Ce que je puis dire encore, c’est que je n’ai jamais vu un mâle et une femelle qui furent mes amis l’année précédente et que j’avais marqués du même signe ou du même chiffre par ménage, s’accoupler autrement qu’ensemble, aussi longtemps qu’ils vivaient ; jamais je n’ai trouvé la femelle no 1 épouse du mâle no 1, en compagnie, six mois plus tard, du mâle no 2 par exemple. J’accorde, du reste, que cela ne prouverait pas grand’chose, même si l’expérience avait porté sur des milliers de couples, car on pourrait m’objecter que les époux ou les épouses des femelles et des mâles que je retrouve remariés sont tout bonnement allés chercher fortune ailleurs ; mais ces ingratitudes et ces émigrations sont peu probables, car la chauve-souris n’est un animal vagabond que sur un espace relativement restreint, et dont les gîtes d’hiver ou d’été restent les mêmes sa vie durant.

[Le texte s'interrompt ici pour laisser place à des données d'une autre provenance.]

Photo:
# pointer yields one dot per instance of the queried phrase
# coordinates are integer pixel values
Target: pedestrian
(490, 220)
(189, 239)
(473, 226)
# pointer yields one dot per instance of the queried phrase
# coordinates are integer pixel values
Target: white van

De ceci, la preuve est facile à faire, grâce au système de marques, chiffres, lettres ou dessins dont j’ai parlé. Sur cette question d’absolue fidélité conjugale, dont je demeure persuadé, faute de pouvoir prouver, je présumerai avec quelque hardiesse, contrairement à mon habitude en pareil cas : la chauve-souris est un animal plus humain que bien des hommes et des femmes, au point de vue des soins sentimentaux et des amoureuses obligations. Un détail à noter encore : jamais je n’ai constaté qu’un veuf et une veuve se fussent remariés ensemble ; il est rare que, même jeune encore, la veuve de l’hiver recherche lors du printanier réveil un nouvel époux ; si elle y est décidée pour des raisons d’elle seule connues, elle fait maison commune avec un jeune né l’année d’avant, mais la nouvelle union demeure le plus souvent stérile ; stérilité que je signale, mais dont je me sens incapable de donner les raisons : peut-être, à cause de certaines particularités physiologiques qui rapprochent si fort la chauve-souris femelle des grands singes femelles et de la femme, y a-t-il pour elle, au delà d’un certain âge, incapacité de reproduire ? Ce qui est sûr, c’est qu’avec un mâle remarié, — et lui aussi ne se remarie jamais qu’avec une jeunesse, — il n’en est plus ainsi ; il me semble même que ce sont les ménages de cette sorte qui donnent le plus fréquemment le jour à des jumeaux.

Quand le sort de Philémon et de Baucis est interdit à nos bestioles, il leur reste permis encore de vivre et de se survivre à l’imitation de Booz et de Ruth.